In extreme situations, patients were placed on ECMO-extracorporeal membrane oxygenation treatment, where oxygen is delivered directly to the patient’s bloodstream to bring relief to breathing impairment. Hospitals with specially trained staff and ECMO equipment to support such treatments put additional strain on capacity to use this practice as patient demand rose above normal. Ventilators and ECMO come with their own set of issues that IP&C monitored closely along with anesthesiology and respiratory therapy to assure that precautions were in place to prevent development of ventilator-associated pneumonia, bloodstream and other infections.

Since the number of COVID-19 cases have ceded to lower, manageable levels, hospitals have begun to open their care services to pre-2020 conditions. Lessons learned from the pandemic informed how the delivery of care can be effective through:
· Reviewing and updating emergency operations, infection prevention and control, and institutional & departmental policies,
· Creating a response handbook based on critical triggers which include but are not limited to:
- Monitor CDC, WHO and other global health watchdogs by Emergency Preparedness Committees and IP&C
- Establish a global raw materials, work-in-progress and finished goods alert system and report dashboard
- List key departments – such as IP&C, VAP, SC -- who should be notified based on mutually agreed upon on-hand and available-to-purchase product thresholds
· Identifying top product needs in incident categories and develop a list of key characteristics for each product to facilitate quick decision-making. For example, for air born contagion: non-powered or powered respirators, face shields, protective gowns, oxygen masks/tubing, list of key characteristics each product type
· Adopting the communication style and methods that worked during Covid19 as your organization’s everyday method.

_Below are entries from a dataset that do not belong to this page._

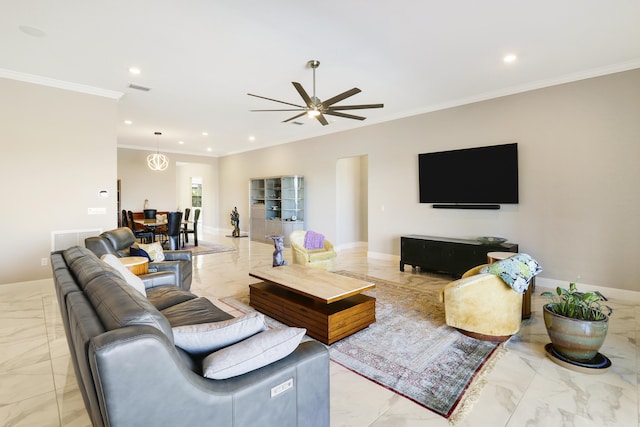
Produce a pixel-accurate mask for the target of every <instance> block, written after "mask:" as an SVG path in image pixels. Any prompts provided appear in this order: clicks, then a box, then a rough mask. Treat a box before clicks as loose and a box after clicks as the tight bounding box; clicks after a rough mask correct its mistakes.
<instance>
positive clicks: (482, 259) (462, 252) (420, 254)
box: [400, 234, 518, 278]
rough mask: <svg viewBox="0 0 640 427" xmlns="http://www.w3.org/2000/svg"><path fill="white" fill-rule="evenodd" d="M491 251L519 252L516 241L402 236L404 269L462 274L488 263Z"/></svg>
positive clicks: (461, 274)
mask: <svg viewBox="0 0 640 427" xmlns="http://www.w3.org/2000/svg"><path fill="white" fill-rule="evenodd" d="M488 252H514V253H516V252H518V245H517V244H516V243H508V242H505V243H501V244H498V245H485V244H481V243H480V242H478V241H476V240H466V239H452V238H447V237H433V236H420V235H415V234H412V235H408V236H402V237H400V271H404V266H405V264H409V265H411V267H412V268H416V267H420V269H422V270H426V271H434V272H440V273H448V274H450V275H452V276H453V277H456V278H459V277H461V276H462V275H463V274H464V273H465V272H466V271H467V270H469V269H471V268H473V267H475V266H477V265H480V264H486V263H487V253H488Z"/></svg>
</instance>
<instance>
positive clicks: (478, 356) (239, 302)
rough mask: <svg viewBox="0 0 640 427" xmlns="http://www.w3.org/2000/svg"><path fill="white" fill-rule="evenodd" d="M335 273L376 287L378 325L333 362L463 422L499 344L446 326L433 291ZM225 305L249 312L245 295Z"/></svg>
mask: <svg viewBox="0 0 640 427" xmlns="http://www.w3.org/2000/svg"><path fill="white" fill-rule="evenodd" d="M336 273H337V274H342V275H345V276H350V277H355V278H359V279H362V280H367V281H370V282H374V283H375V284H376V288H375V289H374V290H372V291H369V292H366V294H368V295H370V296H373V297H375V298H376V323H374V324H372V325H370V326H369V327H368V328H366V329H363V330H362V331H359V332H357V333H355V334H353V335H351V336H349V337H347V338H344V339H342V340H340V341H338V342H336V343H334V344H332V345H331V346H329V352H330V355H331V359H332V360H333V361H335V362H337V363H339V364H341V365H342V366H344V367H346V368H347V369H349V370H351V371H353V372H356V373H358V374H360V375H362V376H363V377H365V378H368V379H370V380H371V381H374V382H376V383H378V384H380V385H382V386H384V387H386V388H388V389H389V390H392V391H394V392H396V393H398V394H400V395H403V396H405V397H407V398H409V399H411V400H413V401H414V402H416V403H418V404H420V405H422V406H424V407H425V408H427V409H429V410H431V411H433V412H435V413H437V414H439V415H441V416H442V417H444V418H447V419H448V420H449V421H450V422H451V423H456V422H458V421H459V420H461V419H462V417H463V416H464V414H466V413H467V412H468V410H469V409H470V408H471V406H472V405H473V402H474V401H475V400H476V398H477V395H478V393H479V392H480V390H481V388H482V386H484V383H485V381H484V379H483V376H484V375H485V374H486V373H487V372H488V370H489V369H490V368H491V367H492V366H493V364H494V363H495V361H496V360H497V359H498V357H499V356H500V355H501V354H502V351H504V350H503V347H502V345H500V344H498V343H493V342H486V341H479V340H476V339H473V338H470V337H467V336H465V335H462V334H461V333H459V332H458V331H456V330H455V329H453V328H450V327H449V326H447V325H446V324H445V323H444V307H443V305H442V304H441V303H440V302H439V301H438V293H437V291H426V290H423V289H420V290H419V289H416V288H414V287H412V286H409V285H402V284H399V283H394V282H390V281H386V280H382V279H378V278H375V277H369V276H362V275H358V274H354V273H349V272H346V271H340V272H336ZM434 280H439V281H440V282H441V281H442V279H436V278H434ZM223 301H224V302H225V303H227V304H229V305H231V306H233V307H235V308H237V309H239V310H240V311H243V312H247V311H253V309H252V308H251V307H249V306H248V296H246V297H242V298H224V299H223ZM274 322H275V321H274Z"/></svg>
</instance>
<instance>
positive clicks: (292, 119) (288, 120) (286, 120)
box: [282, 111, 307, 123]
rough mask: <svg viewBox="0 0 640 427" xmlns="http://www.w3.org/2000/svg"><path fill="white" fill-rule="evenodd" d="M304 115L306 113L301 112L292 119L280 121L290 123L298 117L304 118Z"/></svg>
mask: <svg viewBox="0 0 640 427" xmlns="http://www.w3.org/2000/svg"><path fill="white" fill-rule="evenodd" d="M305 114H307V112H306V111H303V112H302V113H300V114H296V115H295V116H293V117H291V118H288V119H287V120H283V121H282V123H287V122H290V121H291V120H294V119H297V118H298V117H302V116H304V115H305Z"/></svg>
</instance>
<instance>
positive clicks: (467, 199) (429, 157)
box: [418, 143, 518, 204]
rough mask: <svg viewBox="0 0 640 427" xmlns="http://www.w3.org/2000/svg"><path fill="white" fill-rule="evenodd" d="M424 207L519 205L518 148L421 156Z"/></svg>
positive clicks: (437, 153) (420, 165) (446, 151)
mask: <svg viewBox="0 0 640 427" xmlns="http://www.w3.org/2000/svg"><path fill="white" fill-rule="evenodd" d="M418 171H419V172H418V173H419V187H420V203H453V204H464V203H495V204H499V203H504V204H515V203H518V144H517V143H512V144H503V145H492V146H488V147H477V148H466V149H462V150H451V151H440V152H435V153H423V154H420V155H419V156H418Z"/></svg>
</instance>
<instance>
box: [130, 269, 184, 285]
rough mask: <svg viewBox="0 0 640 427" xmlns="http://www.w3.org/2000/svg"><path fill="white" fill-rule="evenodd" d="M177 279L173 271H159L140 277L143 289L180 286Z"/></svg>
mask: <svg viewBox="0 0 640 427" xmlns="http://www.w3.org/2000/svg"><path fill="white" fill-rule="evenodd" d="M177 277H178V276H176V274H175V273H174V272H173V271H159V272H157V273H148V274H143V275H141V276H140V278H141V279H142V282H143V283H144V287H145V289H151V288H155V287H158V286H180V284H179V283H178V280H177Z"/></svg>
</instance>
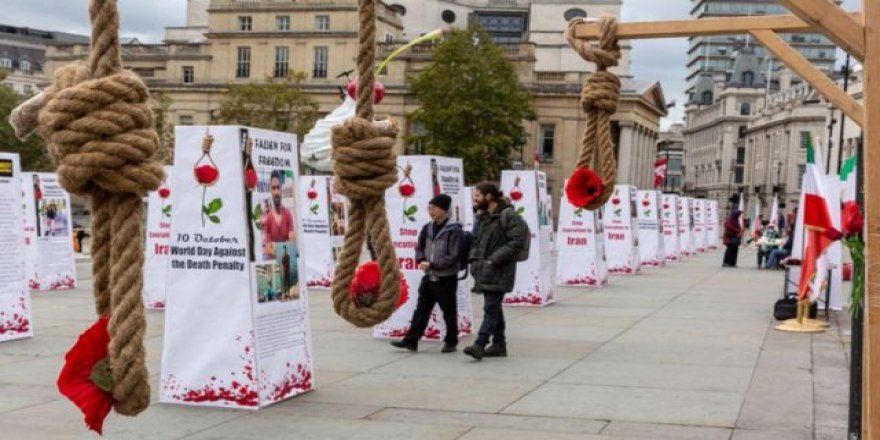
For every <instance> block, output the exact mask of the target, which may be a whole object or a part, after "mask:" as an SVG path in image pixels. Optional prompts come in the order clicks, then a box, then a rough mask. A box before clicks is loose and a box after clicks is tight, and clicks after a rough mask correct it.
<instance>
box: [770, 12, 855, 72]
mask: <svg viewBox="0 0 880 440" xmlns="http://www.w3.org/2000/svg"><path fill="white" fill-rule="evenodd" d="M779 3H782V5H783V6H785V7H786V8H788V10H789V11H791V12H792V13H794V15H797V16H798V17H799V18H800V19H801V20H803V21H805V22H807V23H809V24H810V26H812V27H813V28H815V29H816V30H818V31H821V32H822V33H824V34H825V35H826V36H828V38H829V39H831V41H833V42H834V43H835V44H837V45H838V46H840V48H841V49H843V50H845V51H847V52H849V53H850V54H852V56H854V57H856V59H857V60H859V61H862V60H864V59H865V28H864V26H862V23H861V22H860V21H856V19H854V18H853V17H852V16H851V15H847V13H846V12H844V11H843V9H841V8H840V6H837V5H836V4H835V3H833V2H831V1H828V0H779Z"/></svg>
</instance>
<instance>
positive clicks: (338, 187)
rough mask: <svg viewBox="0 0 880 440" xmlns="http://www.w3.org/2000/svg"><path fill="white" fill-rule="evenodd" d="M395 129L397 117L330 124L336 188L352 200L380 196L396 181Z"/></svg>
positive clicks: (395, 154)
mask: <svg viewBox="0 0 880 440" xmlns="http://www.w3.org/2000/svg"><path fill="white" fill-rule="evenodd" d="M399 131H400V128H399V124H398V123H397V121H394V120H387V121H379V122H374V123H372V124H371V123H369V122H368V121H367V120H366V119H362V118H352V119H350V120H348V121H346V122H345V123H344V124H342V125H339V126H336V127H333V136H332V145H333V154H332V156H333V160H334V166H333V171H334V174H336V176H337V177H338V178H337V179H336V184H335V185H336V191H337V192H339V193H340V194H344V195H345V196H347V197H348V198H350V199H352V200H363V199H369V198H382V197H384V196H385V190H386V189H388V188H390V187H391V186H393V185H394V184H395V183H396V182H397V155H396V154H395V153H394V144H395V142H396V141H395V140H396V138H397V134H398V132H399Z"/></svg>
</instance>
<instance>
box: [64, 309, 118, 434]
mask: <svg viewBox="0 0 880 440" xmlns="http://www.w3.org/2000/svg"><path fill="white" fill-rule="evenodd" d="M108 321H109V319H108V318H107V317H106V316H102V317H101V318H99V319H98V321H97V322H95V323H94V324H92V326H91V327H89V328H88V329H86V331H84V332H83V333H82V334H81V335H80V336H79V339H77V341H76V343H75V344H73V347H71V348H70V350H69V351H68V352H67V354H66V355H65V356H64V367H63V368H62V369H61V374H59V375H58V391H60V392H61V394H63V395H64V396H66V397H67V398H68V399H70V401H71V402H73V403H74V405H76V406H77V407H78V408H79V409H80V411H82V413H83V415H84V416H85V422H86V425H87V426H88V427H89V429H91V430H92V431H95V432H97V433H98V434H101V431H102V430H103V426H104V419H105V418H106V417H107V414H109V413H110V409H111V408H112V407H113V397H112V396H111V394H110V392H111V390H112V389H113V378H112V376H111V375H110V361H109V359H108V357H107V347H108V346H109V345H110V334H109V333H107V323H108Z"/></svg>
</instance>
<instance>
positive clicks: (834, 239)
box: [824, 228, 843, 241]
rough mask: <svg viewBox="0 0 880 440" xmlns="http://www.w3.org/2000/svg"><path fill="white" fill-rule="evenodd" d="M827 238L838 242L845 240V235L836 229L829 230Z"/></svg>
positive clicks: (830, 229) (829, 239) (826, 230)
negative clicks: (838, 240)
mask: <svg viewBox="0 0 880 440" xmlns="http://www.w3.org/2000/svg"><path fill="white" fill-rule="evenodd" d="M824 235H825V238H827V239H829V240H831V241H837V240H840V239H841V238H843V233H842V232H840V231H838V230H837V229H834V228H828V229H826V230H825V234H824Z"/></svg>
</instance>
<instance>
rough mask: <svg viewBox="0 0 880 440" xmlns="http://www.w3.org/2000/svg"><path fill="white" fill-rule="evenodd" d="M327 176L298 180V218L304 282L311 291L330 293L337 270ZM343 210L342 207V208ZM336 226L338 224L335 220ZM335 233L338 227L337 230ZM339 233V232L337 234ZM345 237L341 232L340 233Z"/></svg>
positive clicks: (331, 214) (311, 177)
mask: <svg viewBox="0 0 880 440" xmlns="http://www.w3.org/2000/svg"><path fill="white" fill-rule="evenodd" d="M331 180H332V178H331V177H330V176H300V178H299V200H301V201H302V203H300V204H299V218H300V223H301V224H302V246H300V247H301V248H302V249H308V251H307V252H303V260H304V266H305V270H304V277H303V278H304V279H305V283H306V287H308V288H310V289H329V288H330V287H331V286H332V285H333V271H334V270H335V269H336V264H335V262H334V258H333V257H334V256H333V245H332V241H333V240H332V238H331V237H332V235H331V229H332V228H331V218H332V217H334V213H333V206H332V204H331V200H332V199H333V195H332V194H331V192H330V181H331ZM342 208H343V209H344V208H345V206H344V205H343V206H342ZM337 225H338V220H337ZM336 228H337V229H338V228H339V227H338V226H336ZM337 232H338V231H337ZM343 234H344V229H343Z"/></svg>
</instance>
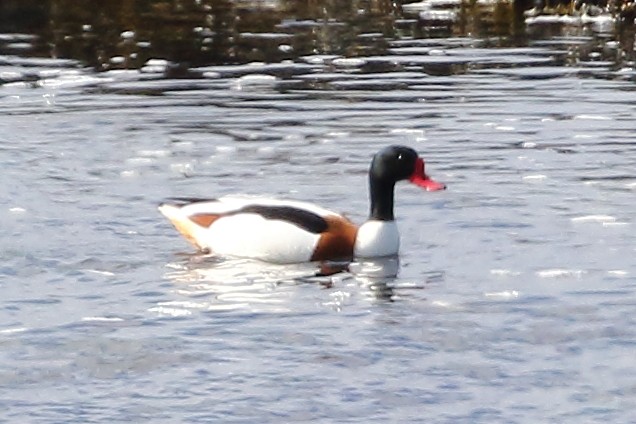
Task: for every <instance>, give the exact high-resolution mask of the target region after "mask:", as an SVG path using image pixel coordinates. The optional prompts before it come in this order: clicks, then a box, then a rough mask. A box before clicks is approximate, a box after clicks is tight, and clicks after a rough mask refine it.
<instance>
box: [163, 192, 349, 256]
mask: <svg viewBox="0 0 636 424" xmlns="http://www.w3.org/2000/svg"><path fill="white" fill-rule="evenodd" d="M250 205H261V206H288V207H293V208H297V209H303V210H306V211H309V212H313V213H315V214H317V215H319V216H323V217H324V216H333V215H337V214H336V213H335V212H332V211H330V210H327V209H324V208H321V207H318V206H315V205H312V204H310V203H306V202H298V201H289V200H277V199H270V198H262V197H235V196H232V197H222V198H220V199H217V200H210V201H208V202H195V203H192V204H189V205H186V206H183V207H179V206H172V205H162V206H160V207H159V210H160V211H161V213H162V214H164V215H165V216H166V217H167V218H168V219H170V220H171V221H173V222H175V221H176V222H179V223H180V224H181V226H183V227H187V231H188V233H189V234H190V235H191V236H192V237H193V238H194V239H195V240H196V244H197V245H198V246H199V247H201V248H207V249H209V250H210V251H211V252H212V253H214V254H217V255H225V256H237V257H242V258H253V259H259V260H262V261H266V262H273V263H298V262H307V261H309V260H310V259H311V256H312V255H313V252H314V248H315V247H316V244H317V243H318V239H319V238H320V235H319V234H314V233H311V232H309V231H306V230H304V229H302V228H300V227H298V226H297V225H294V224H291V223H289V222H287V221H283V220H274V219H266V218H264V217H263V216H261V215H259V214H256V213H237V214H235V215H229V216H226V217H223V218H219V219H218V220H216V221H215V222H214V223H213V224H212V225H211V226H210V227H209V228H204V227H201V226H200V225H197V224H195V223H194V222H192V221H190V220H189V219H188V217H189V216H192V215H198V214H226V213H230V212H235V211H239V210H240V209H242V208H244V207H246V206H250Z"/></svg>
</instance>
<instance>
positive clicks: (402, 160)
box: [159, 146, 445, 263]
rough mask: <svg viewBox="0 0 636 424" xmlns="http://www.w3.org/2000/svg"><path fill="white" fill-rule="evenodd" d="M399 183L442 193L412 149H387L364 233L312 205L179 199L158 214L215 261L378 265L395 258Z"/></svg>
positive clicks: (216, 200) (358, 228)
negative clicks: (245, 260) (171, 222)
mask: <svg viewBox="0 0 636 424" xmlns="http://www.w3.org/2000/svg"><path fill="white" fill-rule="evenodd" d="M401 180H409V181H410V182H412V183H413V184H416V185H418V186H420V187H423V188H425V189H426V190H427V191H436V190H443V189H444V188H445V186H444V184H441V183H438V182H436V181H433V180H432V179H431V178H429V177H428V175H426V172H425V171H424V161H423V160H422V159H421V158H420V157H419V156H418V154H417V153H416V152H415V150H413V149H411V148H409V147H404V146H389V147H386V148H384V149H382V150H380V151H379V152H378V153H376V154H375V156H374V157H373V160H372V161H371V167H370V169H369V192H370V200H371V212H370V215H369V219H368V220H367V221H366V222H365V223H364V224H362V225H361V226H357V225H355V224H354V223H353V222H351V221H350V220H349V219H347V218H345V217H344V216H342V215H340V214H338V213H335V212H332V211H330V210H327V209H323V208H321V207H319V206H315V205H312V204H310V203H305V202H298V201H290V200H276V199H266V198H254V197H222V198H219V199H190V198H187V199H186V198H177V199H174V200H175V203H172V204H168V203H163V204H161V205H160V206H159V211H160V212H161V213H162V214H163V215H165V216H166V217H167V218H168V219H169V220H170V221H171V222H172V224H173V225H174V226H175V227H176V229H177V230H178V231H179V232H180V233H181V234H182V235H183V236H185V238H186V239H188V240H189V241H190V242H191V243H192V244H194V245H195V246H197V247H198V248H199V249H201V250H203V251H208V252H210V253H212V254H215V255H221V256H234V257H243V258H252V259H258V260H262V261H266V262H274V263H298V262H309V261H324V260H351V259H352V258H354V257H355V258H379V257H385V256H393V255H396V254H397V253H398V249H399V244H400V236H399V233H398V229H397V225H396V223H395V220H394V217H393V194H394V187H395V183H396V182H398V181H401Z"/></svg>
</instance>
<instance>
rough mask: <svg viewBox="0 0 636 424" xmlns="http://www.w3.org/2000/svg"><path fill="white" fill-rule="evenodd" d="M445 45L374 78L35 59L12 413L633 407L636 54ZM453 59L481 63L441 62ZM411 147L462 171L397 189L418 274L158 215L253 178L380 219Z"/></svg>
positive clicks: (136, 418) (562, 419)
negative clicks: (203, 239) (316, 269)
mask: <svg viewBox="0 0 636 424" xmlns="http://www.w3.org/2000/svg"><path fill="white" fill-rule="evenodd" d="M438 43H439V45H437V46H435V47H436V48H437V49H439V50H440V51H443V52H444V55H438V56H434V57H433V56H431V55H430V42H429V43H428V44H427V45H426V46H420V47H418V45H417V43H415V45H410V46H407V47H408V48H405V47H404V46H402V45H399V43H398V44H396V46H395V50H394V51H393V52H392V56H390V57H375V58H367V60H369V61H375V62H382V61H392V63H393V62H394V63H399V64H401V69H400V70H396V71H395V72H385V71H383V72H377V73H373V72H366V71H363V70H362V69H363V68H362V66H363V65H364V63H362V62H356V61H348V62H347V61H340V62H338V61H336V62H335V64H334V62H333V61H332V58H329V57H326V58H325V57H309V58H306V59H305V60H304V61H299V63H288V64H281V65H259V64H252V65H245V66H232V67H209V68H205V69H200V70H198V71H200V72H201V73H200V75H202V78H196V79H180V80H171V79H165V78H163V76H162V74H161V73H153V72H150V71H149V70H146V71H144V72H138V71H111V72H104V73H93V72H91V71H88V70H84V69H78V68H76V67H75V66H72V65H73V64H72V63H71V64H70V65H69V63H68V62H67V61H57V60H50V61H47V60H43V59H32V60H29V59H20V60H19V64H20V67H19V68H16V69H18V71H17V72H18V73H17V75H15V76H14V81H13V82H7V83H5V84H4V85H2V86H0V165H1V166H2V169H3V172H2V173H1V174H0V178H1V180H2V184H0V199H1V201H0V205H1V206H0V219H1V222H2V225H1V226H0V239H1V240H2V244H1V245H0V246H1V250H0V252H1V255H2V264H1V265H0V293H1V297H2V301H1V302H0V323H1V324H0V358H1V361H0V363H1V364H2V365H0V392H1V393H2V396H0V421H4V422H42V423H57V422H76V423H85V422H123V421H131V422H228V423H254V422H260V423H270V422H271V423H273V422H303V421H319V422H352V423H353V422H355V423H373V422H378V423H379V422H382V423H386V422H426V423H462V422H465V423H479V422H483V423H493V422H506V423H537V422H576V423H581V422H612V423H627V422H633V421H636V412H634V411H636V383H634V382H635V381H636V370H635V369H634V366H633V361H634V349H635V348H636V330H635V329H636V325H635V324H636V322H635V319H634V316H636V314H635V312H636V296H635V290H636V262H635V261H634V259H633V258H634V256H635V251H636V232H635V231H634V218H635V216H636V206H635V205H636V202H634V198H635V197H634V190H636V175H635V174H634V166H635V164H636V142H635V138H634V137H635V134H634V116H636V91H635V86H634V70H633V68H629V67H625V68H623V69H616V68H614V67H611V66H609V65H608V66H604V65H603V64H602V63H601V64H599V65H595V66H587V65H586V64H580V65H579V66H572V67H565V66H562V65H561V64H560V62H558V61H555V59H554V58H555V57H558V56H559V55H560V54H561V53H562V50H561V45H559V46H554V47H552V46H551V45H550V44H549V43H546V45H538V46H532V47H527V48H515V49H473V48H471V47H470V46H465V45H462V44H461V43H458V42H457V40H455V39H451V40H439V41H438ZM435 58H441V59H440V61H441V62H443V63H449V62H453V63H458V64H461V65H462V66H464V68H462V69H463V71H462V72H459V73H457V74H450V75H440V76H434V75H430V74H426V73H424V72H422V70H421V66H422V63H423V61H426V62H427V63H429V62H431V61H434V60H435ZM8 60H16V61H18V59H17V58H13V59H11V58H8ZM290 69H291V70H293V71H294V72H288V71H289V70H290ZM20 72H22V74H24V75H34V74H36V75H39V79H38V81H37V82H35V83H34V82H32V81H25V80H26V79H27V78H21V77H20V75H21V74H20ZM262 75H267V76H265V77H264V76H262ZM396 143H399V144H406V145H410V146H413V147H414V148H416V149H417V150H418V151H419V152H420V153H421V154H422V155H423V156H424V157H425V158H426V159H427V169H428V172H429V173H430V174H431V176H433V177H435V178H436V179H437V180H439V181H442V182H445V183H446V184H447V185H448V190H447V191H445V192H441V193H440V192H437V193H425V192H422V191H420V190H418V189H417V188H414V187H412V186H409V185H401V186H399V187H398V189H397V206H396V208H397V209H396V215H397V217H398V222H399V226H400V229H401V233H402V250H401V255H400V263H399V273H398V275H397V277H383V276H382V275H383V273H382V269H384V268H385V267H389V268H391V267H394V266H396V264H395V263H389V264H377V263H376V264H359V265H358V266H359V267H362V268H365V269H366V270H367V271H369V270H371V271H373V270H376V271H378V272H375V273H374V272H366V273H362V274H364V275H358V274H352V273H340V274H336V275H334V276H332V277H323V278H316V277H314V276H313V274H314V273H315V267H314V266H313V265H311V264H306V265H297V266H296V265H295V266H271V265H264V264H258V263H254V262H249V261H244V260H231V259H219V258H209V257H204V256H201V255H198V254H196V253H195V252H194V251H193V249H192V248H191V247H190V246H189V245H188V244H187V243H186V242H185V241H184V240H182V239H181V238H180V237H179V236H178V234H177V233H176V232H175V231H174V229H173V228H172V227H171V226H170V225H169V223H167V222H166V221H165V220H164V219H163V217H161V216H160V215H159V214H158V212H157V211H156V205H157V204H158V203H159V202H161V201H162V200H163V199H165V198H167V197H170V196H190V195H194V196H210V197H215V196H220V195H224V194H230V193H247V194H265V195H275V196H280V197H285V198H293V199H299V200H308V201H312V202H316V203H319V204H321V205H323V206H327V207H329V208H332V209H335V210H338V211H343V212H346V213H347V214H348V216H350V217H351V218H352V219H354V220H356V221H362V220H363V219H364V218H365V216H366V213H367V208H368V204H367V193H366V170H367V167H368V162H369V159H370V157H371V155H372V154H373V153H374V152H375V151H377V150H378V149H380V148H381V147H383V146H385V145H388V144H396Z"/></svg>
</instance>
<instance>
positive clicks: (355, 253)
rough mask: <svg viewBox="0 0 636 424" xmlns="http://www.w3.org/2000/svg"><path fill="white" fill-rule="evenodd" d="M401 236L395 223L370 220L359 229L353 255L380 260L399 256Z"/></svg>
mask: <svg viewBox="0 0 636 424" xmlns="http://www.w3.org/2000/svg"><path fill="white" fill-rule="evenodd" d="M399 250H400V234H399V232H398V228H397V224H396V223H395V221H378V220H370V221H367V222H365V223H364V224H362V225H361V226H360V228H359V229H358V235H357V236H356V245H355V248H354V251H353V254H354V256H355V257H357V258H380V257H383V256H393V255H397V253H398V251H399Z"/></svg>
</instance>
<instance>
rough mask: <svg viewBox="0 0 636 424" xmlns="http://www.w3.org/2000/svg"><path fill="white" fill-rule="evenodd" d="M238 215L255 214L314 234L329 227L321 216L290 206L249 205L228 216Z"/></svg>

The COVID-19 pandemic has taught us many lessons but the importance of interprofessional relationships has been undeniably one of the best learned.

Barbara Strain, MA, CVAHP, is an independent healthcare value consultant whose clients range from new emerging and disruptive technology to Fortune 500 companies. Strain honed her expertise over a 40-year career as a healthcare provider across multiple specialties first in clinical laboratory operations, microbiology, disinfection and sterilization, and infection control, then as a value analysis professional. She is a founding member and past-president of the Association of Healthcare Value Analysis Professionals (AHVAP).